I was out with a friend recently, having a beer and discussing airline mergers, when his little phone rang. It was a coworker of his who had called to get his opinion about the guy she was right at that moment out on a date with. For about five minutes my friend discussed her situation with her. He was no longer with me, and the coworker was no longer with her date; I'd been evaporated and the date was being two-timed before there was even a relationship. For this to be possible means that my friend was never entirely with me to begin with, since this or a similar call could have come at any time, nor was the coworker entirely on her date. In another year or two it'll be possible for her to send a quick Instant Message to all her friends' phones at once, describing the dude and asking them to vote on him on the spot. So where, at that point, will she come into it anymore? The total communication system makes her—and every—presence ghostly and superfluous.

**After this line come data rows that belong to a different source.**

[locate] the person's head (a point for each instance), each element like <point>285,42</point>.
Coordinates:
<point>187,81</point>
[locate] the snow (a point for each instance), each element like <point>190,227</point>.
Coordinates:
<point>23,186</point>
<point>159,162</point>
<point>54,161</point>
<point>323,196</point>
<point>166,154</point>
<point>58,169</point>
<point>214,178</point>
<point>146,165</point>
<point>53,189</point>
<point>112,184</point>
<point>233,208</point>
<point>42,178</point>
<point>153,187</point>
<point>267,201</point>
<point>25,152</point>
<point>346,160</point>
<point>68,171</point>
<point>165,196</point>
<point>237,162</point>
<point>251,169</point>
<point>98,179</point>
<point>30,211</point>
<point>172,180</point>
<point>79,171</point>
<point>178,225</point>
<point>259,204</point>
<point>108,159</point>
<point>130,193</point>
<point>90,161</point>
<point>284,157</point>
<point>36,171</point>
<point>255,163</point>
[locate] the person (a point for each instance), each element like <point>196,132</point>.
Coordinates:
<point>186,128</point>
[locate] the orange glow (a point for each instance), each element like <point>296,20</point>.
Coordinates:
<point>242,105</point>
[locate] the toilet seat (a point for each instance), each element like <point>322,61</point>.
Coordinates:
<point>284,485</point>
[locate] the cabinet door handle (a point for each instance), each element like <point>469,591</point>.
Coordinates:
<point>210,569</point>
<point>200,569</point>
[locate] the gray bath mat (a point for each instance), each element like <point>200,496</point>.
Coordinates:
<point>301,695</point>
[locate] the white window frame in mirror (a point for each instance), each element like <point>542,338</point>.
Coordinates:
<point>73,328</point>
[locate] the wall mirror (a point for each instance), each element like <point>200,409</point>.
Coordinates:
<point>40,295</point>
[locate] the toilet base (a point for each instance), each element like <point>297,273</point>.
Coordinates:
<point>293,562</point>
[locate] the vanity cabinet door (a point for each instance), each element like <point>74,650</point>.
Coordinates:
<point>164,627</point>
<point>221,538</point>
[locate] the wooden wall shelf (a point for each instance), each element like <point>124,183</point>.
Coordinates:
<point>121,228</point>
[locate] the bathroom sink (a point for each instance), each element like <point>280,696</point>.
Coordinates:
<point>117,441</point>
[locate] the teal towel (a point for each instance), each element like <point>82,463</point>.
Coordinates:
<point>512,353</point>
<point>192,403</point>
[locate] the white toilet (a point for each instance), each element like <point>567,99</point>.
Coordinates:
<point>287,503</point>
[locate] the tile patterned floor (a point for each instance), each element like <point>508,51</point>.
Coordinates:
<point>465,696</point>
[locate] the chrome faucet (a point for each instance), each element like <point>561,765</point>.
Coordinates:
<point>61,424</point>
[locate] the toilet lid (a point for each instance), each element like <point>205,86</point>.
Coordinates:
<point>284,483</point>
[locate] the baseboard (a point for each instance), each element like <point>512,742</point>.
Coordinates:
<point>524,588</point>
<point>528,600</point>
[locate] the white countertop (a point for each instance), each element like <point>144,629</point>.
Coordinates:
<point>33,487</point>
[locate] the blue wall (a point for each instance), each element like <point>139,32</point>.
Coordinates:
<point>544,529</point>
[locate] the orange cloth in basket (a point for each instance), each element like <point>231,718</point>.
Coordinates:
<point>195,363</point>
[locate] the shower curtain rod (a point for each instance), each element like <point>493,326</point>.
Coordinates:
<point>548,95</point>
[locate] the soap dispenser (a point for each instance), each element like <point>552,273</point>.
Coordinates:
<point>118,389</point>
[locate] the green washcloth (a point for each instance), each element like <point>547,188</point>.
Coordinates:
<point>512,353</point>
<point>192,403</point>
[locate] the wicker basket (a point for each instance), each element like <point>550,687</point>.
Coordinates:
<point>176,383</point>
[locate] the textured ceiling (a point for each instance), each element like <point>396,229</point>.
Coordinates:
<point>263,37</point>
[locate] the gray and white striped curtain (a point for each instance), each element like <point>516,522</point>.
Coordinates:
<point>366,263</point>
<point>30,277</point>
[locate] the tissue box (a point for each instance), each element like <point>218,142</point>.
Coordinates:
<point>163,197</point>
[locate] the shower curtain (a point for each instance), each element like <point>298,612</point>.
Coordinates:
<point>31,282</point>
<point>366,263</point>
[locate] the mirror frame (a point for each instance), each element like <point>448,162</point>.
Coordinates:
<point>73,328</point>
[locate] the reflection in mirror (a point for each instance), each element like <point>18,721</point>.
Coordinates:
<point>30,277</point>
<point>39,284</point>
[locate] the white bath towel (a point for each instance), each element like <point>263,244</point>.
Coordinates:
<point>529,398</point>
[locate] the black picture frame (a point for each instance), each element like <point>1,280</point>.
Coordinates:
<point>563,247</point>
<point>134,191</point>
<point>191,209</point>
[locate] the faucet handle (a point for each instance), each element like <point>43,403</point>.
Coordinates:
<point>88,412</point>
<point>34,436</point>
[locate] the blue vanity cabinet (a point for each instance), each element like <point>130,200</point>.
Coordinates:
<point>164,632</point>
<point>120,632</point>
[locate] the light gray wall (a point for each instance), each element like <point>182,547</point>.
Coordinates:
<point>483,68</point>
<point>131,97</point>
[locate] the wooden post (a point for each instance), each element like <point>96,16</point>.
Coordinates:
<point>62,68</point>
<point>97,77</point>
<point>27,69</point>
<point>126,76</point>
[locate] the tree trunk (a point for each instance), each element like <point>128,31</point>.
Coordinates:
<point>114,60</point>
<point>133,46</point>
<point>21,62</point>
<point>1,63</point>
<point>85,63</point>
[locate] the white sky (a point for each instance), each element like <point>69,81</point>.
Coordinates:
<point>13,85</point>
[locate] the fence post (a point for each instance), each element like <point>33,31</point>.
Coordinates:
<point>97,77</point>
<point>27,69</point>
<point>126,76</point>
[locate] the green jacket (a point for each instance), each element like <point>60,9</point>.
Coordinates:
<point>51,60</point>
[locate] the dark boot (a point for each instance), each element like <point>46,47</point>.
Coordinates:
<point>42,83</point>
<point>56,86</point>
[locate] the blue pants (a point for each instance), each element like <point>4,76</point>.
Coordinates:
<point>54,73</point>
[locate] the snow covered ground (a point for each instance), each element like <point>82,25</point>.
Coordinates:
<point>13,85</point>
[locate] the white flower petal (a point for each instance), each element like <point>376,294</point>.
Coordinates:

This isn't a problem of manners; people have always been rude or polite, and the ways they do so go in and out of style with the things they use. This is a matter of the discipline imposed by places and environmental contingencies. They provide a structure that we have (had) to determine ourselves against; not-us stuff that we need to account for and deal with if we're ever going to do anything. All our tools are for overcoming or ameliorating the limitations and conditions of Nature, enabling us to live in a human World, but it's only in relationship to those limitations and conditions that we're human—in isolation we're nothing but a collection of processes. Any process which is capable of amplifying its own action—like erosion, finance, or conformity—will inevitably do so until it runs against an external limitation that breaks the positive-feedback loop; in a collection of processes the ones that do this will quickly take over, dwarfing or destroying the ones that don't. So without the constraint of limitations not chosen by us, such as distance and unavailability, our activity (and our thought) is free to boil out into unbounded, positive-feedback tumescences.
That's not human. And that's the real reason you should hang up and drive.